The tools of molecular biology are increasingly relevant to veterinary parasitology. The sequencing of the complete genomes of Caenorhabditis elegans and other helminths and protozoa is allowing great advances in studying the biology, and improving diagnosis and control of parasites. Unique DNA sequences provide very high levels of specificity for the diagnosis and identification of parasite species and strains, and PCR allows extremely high levels of sensitivity. New techniques, such as the use of uniquely designed molecular beacons and DNA microarrays will eventually allow rapid screening for specific parasite genotypes and assist in diagnostic and epidemiological studies of veterinary parasites. The ability to use genome data to clone and sequence genes which when expressed will provide antigens for vaccine screening and receptors and enzymes for mechanism-based chemotherapy screening will increase our options for parasite control. In addition, DNA vaccines can have desirable characteristics, such as sustained stimulation of the host immune system compared with protein based vaccines. One of the greatest threats to parasite control has been the development of drug resistance in parasites. Our knowledge of the basis of drug resistance and our ability to monitor its development with highly sensitive and specific DNA-based assays for 'resistance'-alleles will help maintain the effectiveness of existing antiparasitic drugs and provide hope that we can maintain control of parasitic disease outbreaks.

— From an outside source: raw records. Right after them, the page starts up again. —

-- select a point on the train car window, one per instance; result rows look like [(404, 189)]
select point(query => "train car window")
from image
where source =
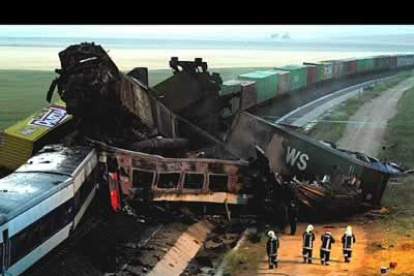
[(86, 188), (41, 230), (141, 179), (1, 258), (168, 180), (193, 181), (218, 182)]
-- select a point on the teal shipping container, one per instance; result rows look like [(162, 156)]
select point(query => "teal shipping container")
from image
[(320, 68), (298, 75), (266, 83)]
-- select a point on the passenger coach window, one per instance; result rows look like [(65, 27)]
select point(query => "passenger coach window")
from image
[(142, 179), (218, 183), (193, 181), (1, 257), (168, 180)]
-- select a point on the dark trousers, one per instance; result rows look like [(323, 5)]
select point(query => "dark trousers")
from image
[(292, 227), (348, 254), (272, 261), (307, 255), (325, 256)]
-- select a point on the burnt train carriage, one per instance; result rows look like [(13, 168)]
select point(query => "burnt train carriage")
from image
[(42, 202), (151, 177), (292, 154)]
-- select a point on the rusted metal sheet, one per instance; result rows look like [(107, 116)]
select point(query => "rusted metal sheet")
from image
[(291, 154), (248, 94)]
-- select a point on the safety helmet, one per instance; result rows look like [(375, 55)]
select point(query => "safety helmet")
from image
[(271, 234)]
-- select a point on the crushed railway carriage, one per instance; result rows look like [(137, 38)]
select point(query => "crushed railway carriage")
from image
[(23, 139), (152, 177), (292, 154), (183, 114), (42, 202)]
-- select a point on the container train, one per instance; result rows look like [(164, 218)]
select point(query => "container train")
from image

Cathepsin B-like cysteine proteases confer intestinal cysteine protease activity in Haemonchus contortus

Cathepsin B-like cysteine protease genes (cbls) constitute large multigene families in parasitic and nonparasitic nematodes. Although expressed in the intestine of some nematodes, the biological and biochemical functions of the CBL proteins remain unresolved. Di- and tetra-oligopeptides were used as fluorogenic substrates and irreversible/competitive inhibitors to establish CBL functions in the intestine of the parasitic nematode Haemonchus contortus. Cysteine protease activity was detected against diverse substrates including the cathepsin B/L substrate FR, the caspase 1 substrate YVAD, the cathepsin B substrate RR, but not the CED-3 (caspase 3) substrate DEVD. The pH at which maximum activity was detected varied according to substrate and ranged from pH 5.0 to 7.0. Individual CBLs were affinity isolated using FA and YVAD substrates. pH influenced CBL affinity isolation in a substrate-specific manner that paralleled pH effects on individual substrates. N-terminal sequencing identified two isolated CBLs as H. contortus GCP-7 (33 kDa) and AC-4 (37 kDa). N termini of each began at a position consistent with proregion cleavage and protease activation. Isolation of the GCP-7 band by each peptide was preferentially inhibited when competed with a diazomethane-conjugated inhibitor, Z-FA-CHN(2), demonstrating one functional difference among CBLs and among inhibitors. Substrate-based histological analysis placed CBLs on the intestinal microvilli. Data indicate that CBLs are responsible for cysteine protease activity described from H. contortus intestine. Results also support a role of CBLs in nutrient digestion.